- Sire: Relko
- Grandsire: Tanerko
- Dam: Nantahalah
- Damsire: Nantallah
- Sex: Mare
- Foaled: 1974
- Country: United Kingdom
- Colour: Bay
- Breeder: Dollanstown Stud
- Owner: Souren Vanian
- Trainer: Ron Boss
- Record: 12: 1-4-1

Major wins
- Irish Oaks (1977)

Awards
- Timeform rating 106 (1976), 109 (1977)

= Olwyn =

British-bred Thoroughbred racehorse

Olwyn (1974 - after 1990) was a British Thoroughbred racehorse and broodmare best known for her win in the 1977 Irish Oaks. A daughter of The Derby winner Relko she won once from twelve races in 1976 and 1977. She finished no better than third in four starts as a two-year-old, but showed promising form in the spring of 1977, finishing second in the Pretty Polly Stakes and the Lancashire Oaks. After failing to win in her first nine races she recorded her first and only victory when narrowly winning a poorly contested Irish Oaks in July 1977. She was well beaten in two subsequent races and retired at the end of the year.
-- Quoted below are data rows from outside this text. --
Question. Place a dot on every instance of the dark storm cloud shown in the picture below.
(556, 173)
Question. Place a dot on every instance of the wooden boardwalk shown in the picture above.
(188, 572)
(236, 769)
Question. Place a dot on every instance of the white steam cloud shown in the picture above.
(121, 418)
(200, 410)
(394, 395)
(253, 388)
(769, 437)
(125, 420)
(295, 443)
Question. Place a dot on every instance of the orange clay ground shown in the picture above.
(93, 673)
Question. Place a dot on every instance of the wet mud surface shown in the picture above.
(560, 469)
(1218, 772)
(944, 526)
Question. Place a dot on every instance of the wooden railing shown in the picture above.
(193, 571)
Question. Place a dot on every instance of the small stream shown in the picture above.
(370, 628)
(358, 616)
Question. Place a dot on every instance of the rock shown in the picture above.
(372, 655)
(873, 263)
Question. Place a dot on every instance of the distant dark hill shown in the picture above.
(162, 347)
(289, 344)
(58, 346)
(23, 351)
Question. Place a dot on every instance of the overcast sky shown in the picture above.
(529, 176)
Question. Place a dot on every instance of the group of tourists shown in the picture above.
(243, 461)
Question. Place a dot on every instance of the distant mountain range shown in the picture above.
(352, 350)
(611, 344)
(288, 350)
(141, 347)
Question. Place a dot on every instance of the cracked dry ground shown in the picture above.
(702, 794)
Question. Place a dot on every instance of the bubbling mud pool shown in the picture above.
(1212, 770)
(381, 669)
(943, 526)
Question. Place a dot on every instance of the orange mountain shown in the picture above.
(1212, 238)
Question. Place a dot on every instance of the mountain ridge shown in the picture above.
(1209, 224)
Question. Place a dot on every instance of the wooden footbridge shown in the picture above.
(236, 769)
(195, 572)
She made little impression as a broodmare.

==Background==
Olwyn was a big, strong bay mare with a small white star bred in the United Kingdom by the Dollanstown Stud. She was sired by Relko, the French-trained winner of the 1963 Epsom Derby. Relko was not a conspicuous success as a sire of winners, although several of his daughters made an impact as broodmares. Olwyn was the second foal of her dam Nantahalah, who, as a descendant of the broodmare Never Again, was related to Al Bahathri and her son Haafhd.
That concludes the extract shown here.